Girish Srivastava, Secretary General, IBF said, “In our opinion, TRAI’s regulation on prohibiting differential pricing constitutes a milestone as it was against the basic principle of internet access as no private player should have the power and right to decide which information can be accessed and which is less easily available.”

However, Rajan Mathews, Director General, COAI, expressed disappointment with the decision. He said, “The telecom industry is disappointed with TRAI’s decision to rule out differential pricing. COAI had approached the regulator with the reasons to allow price differentiation as the move would have taken us closer to connecting the one billion unconnected citizens of India. By opting to turn away from this opportunity, TRAI has ignored all the benefits of price differentiation that we had submitted as part of the industry’s response to its consultation paper, including improving economic efficiency, increase in broadband penetration, reduction in customer costs and provision of essential services among other things.”

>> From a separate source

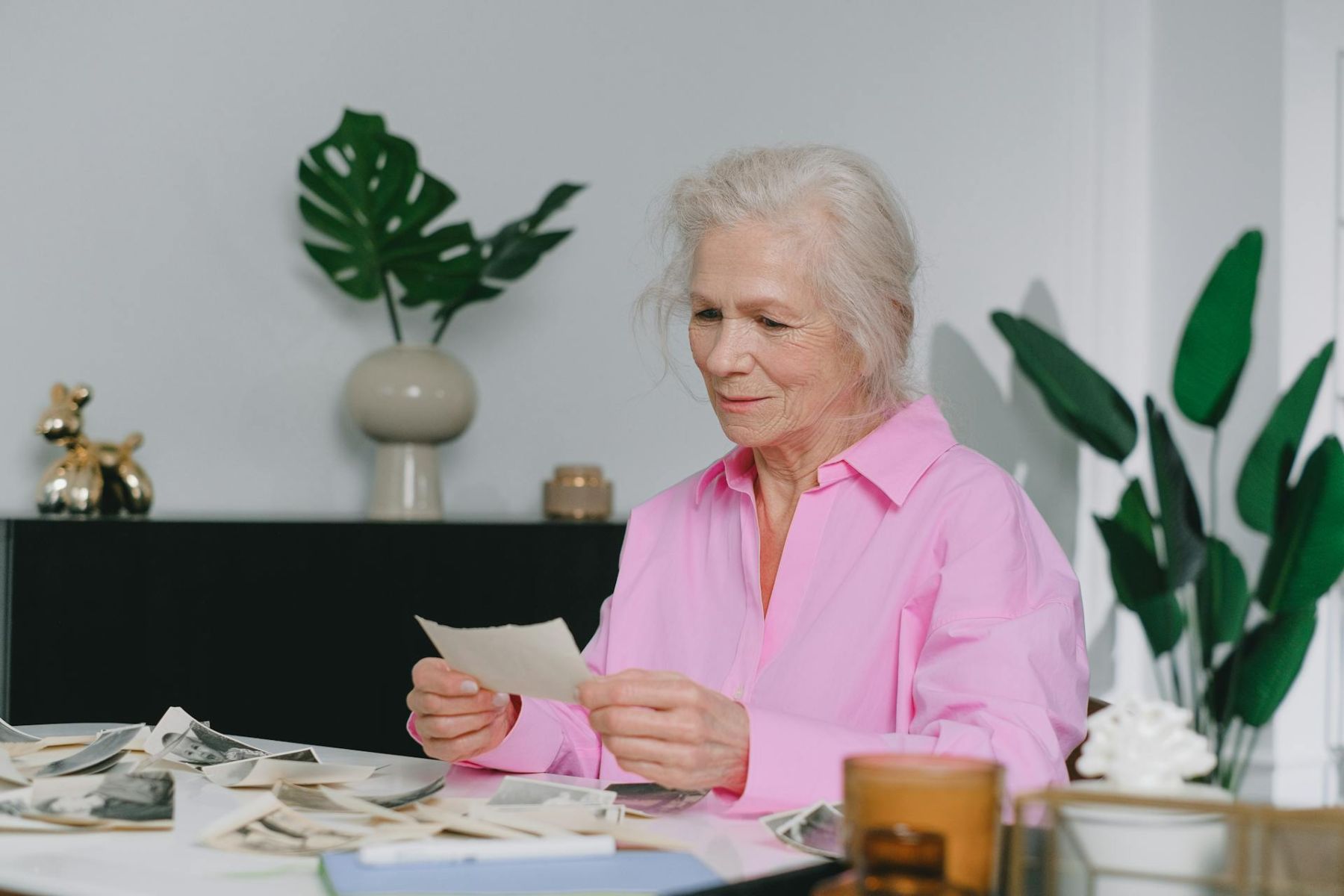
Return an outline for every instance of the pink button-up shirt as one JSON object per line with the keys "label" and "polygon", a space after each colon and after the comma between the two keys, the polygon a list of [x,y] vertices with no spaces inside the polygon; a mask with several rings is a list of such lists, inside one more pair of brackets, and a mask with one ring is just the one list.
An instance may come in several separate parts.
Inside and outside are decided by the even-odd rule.
{"label": "pink button-up shirt", "polygon": [[[841,760],[863,752],[995,759],[1011,793],[1066,780],[1087,707],[1078,580],[1017,482],[958,445],[931,398],[817,470],[766,614],[754,480],[739,447],[634,508],[583,652],[597,674],[675,670],[746,707],[735,814],[840,799]],[[583,708],[532,699],[466,764],[640,779]]]}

Mathews further said, “In our opinion, TRAI’s regulation on prohibiting differential pricing constitutes a welfare-reducing measure of high concern by blocking a possible avenue for our less-advantaged citizens to move to increased economic growth and prosperity by harnessing the power of the Internet. We believe that this measure will have an impact on the Government’s ambitious Digital India initiative.”

Facebook’s Mark Zuckerberg was obviously disappointed. He expressed his comments on his Facebook page.

When asked for a comment, a Facebook spokesperson said, “Our goal with Free Basics is to bring more people online with an open, non-exclusive and free platform. While disappointed with the outcome, we will continue our efforts to eliminate barriers and give the unconnected an easier path to the internet and the opportunities it brings.”

Facebook’s Free Basics is available in more than three dozen countries and through their efforts; they have connected more than 19 million people to date. Post the TRAI decision, Internet.org has many approaches to connecting people, including using solar powered aircraft, satellites and local Wi-Fi access.

Zuckerberg’s statement reads:

“Everyone in the world should have access to the internet. That's why we launched Internet.org with so many different initiatives -- including extending networks through solar-powered planes, satellites and lasers, providing free data access through Free Basics, reducing data use through apps, and empowering local entrepreneurs through Express Wi-Fi.

“Today India's telecom regulator decided to restrict programs that provide free access to data. This restricts one of Internet.org's initiatives, Free Basics, as well as programs by other organizations that provide free access to data.

“While we're disappointed with today's decision, I want to personally communicate that we are committed to keep working to break down barriers to connectivity in India and around the world. Internet.org has many initiatives, and we will keep working until everyone has access to the internet.

Our work with Internet.org around the world has already improved many people's lives. More than 19 million people in 38 countries have been connected through our different programs.

“Connecting India is an important goal we won't give up on, because more than a billion people in India don't have access to the internet. We know that connecting them can help lift people out of poverty, create millions of jobs and spread education opportunities. We care about these people, and that's why we're so committed to connecting them.

“Our mission is to make the world more open and connected. That mission continues, and so does our commitment to India.”